Books and Records Rule Amendments (Look out for an additional memo regarding this rule change)
The amendments to the books and records rule will now require registered investment advisers to maintain the following:
- the records listed in SEC Rule 204-2(a)(16) supporting performance claims in communications that the investment adviser circulates or distributes, directly or indirectly, to any person (as opposed to the current rule, which only applies to communications which are distributed to ten or more persons); and
- originals of all written communications received and copies of written communications sent by an investment adviser relating to the performance or rate of return of any or all managed accounts or securities recommendations.
The amendments to the books and records rule will apply to any communication circulated or distributed on or after October 1, 2017.
If you are registered with the SEC or a state securities authority, you must amend your Form ADV, including corresponding sections of Schedules A, B, C, and D, by filing additional amendments (other-than-annual amendments) promptly if:
- information you provided in response to Items 1, 3, 9 (except 9.A.(2), 9.B.(2), 9.E., and 9.F.), or 11 of Part 1A or Items 1, 2.A. through 2.F., or 2.I. of Part 1B becomes inaccurate in any way;
- information you provided in response to Items 4, 8, or 10 of Part 1A or Item 2.G. of Part 1B becomes materially inaccurate; or
- information you provided in your brochure becomes materially inaccurate (see note below for exceptions)
Part 1: If you are submitting an other-than-annual amendment, you are not required to update your responses to Items 2, 5, 6, 7, 9.A.(2), 9.B.(2), 9.E., 9.F., or 12 of Part 1A or Items 2.H. or 2.J. of Part 1B even if your responses to those items have become inaccurate.
Part 2: You must amend your brochure supplements (see Form ADV, Part 2B) promptly if any information in them becomes materially inaccurate. If you are submitting an other-than-annual amendment to your brochure, you are not required to update your summary of material changes as required by Item 2. You are not required to update your brochure between annual amendments solely because the amount of client assets you manage has changed or because your fee schedule has changed. However, if you are updating your brochure for a separate reason in between annual amendments, and the amount of client assets you manage listed in response to Item 4.E or your fee schedule listed in response to Item 5.A has become materially inaccurate, you should update that item(s) as part of the interim amendment.

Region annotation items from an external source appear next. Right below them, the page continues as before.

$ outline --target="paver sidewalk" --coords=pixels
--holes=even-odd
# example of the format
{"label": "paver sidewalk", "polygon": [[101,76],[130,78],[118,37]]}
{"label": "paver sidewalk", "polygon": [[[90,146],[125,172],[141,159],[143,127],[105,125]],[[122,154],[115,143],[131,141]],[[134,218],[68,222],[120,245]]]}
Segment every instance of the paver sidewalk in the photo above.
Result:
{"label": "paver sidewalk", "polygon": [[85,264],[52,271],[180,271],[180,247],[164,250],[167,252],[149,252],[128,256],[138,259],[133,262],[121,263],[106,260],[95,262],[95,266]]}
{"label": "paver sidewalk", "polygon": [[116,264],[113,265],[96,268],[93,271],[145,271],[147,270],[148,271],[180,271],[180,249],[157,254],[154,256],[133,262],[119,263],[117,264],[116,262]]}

• If you are an SEC-registered adviser, you are required to file your brochure amendments electronically through IARD. You are not required to file amendments to your brochure supplements with the SEC, but you must maintain a copy of them in your files.
• If you are a state-registered adviser, you are required to file your brochure amendments and brochure supplement amendments with the appropriate state securities authorities through IARD.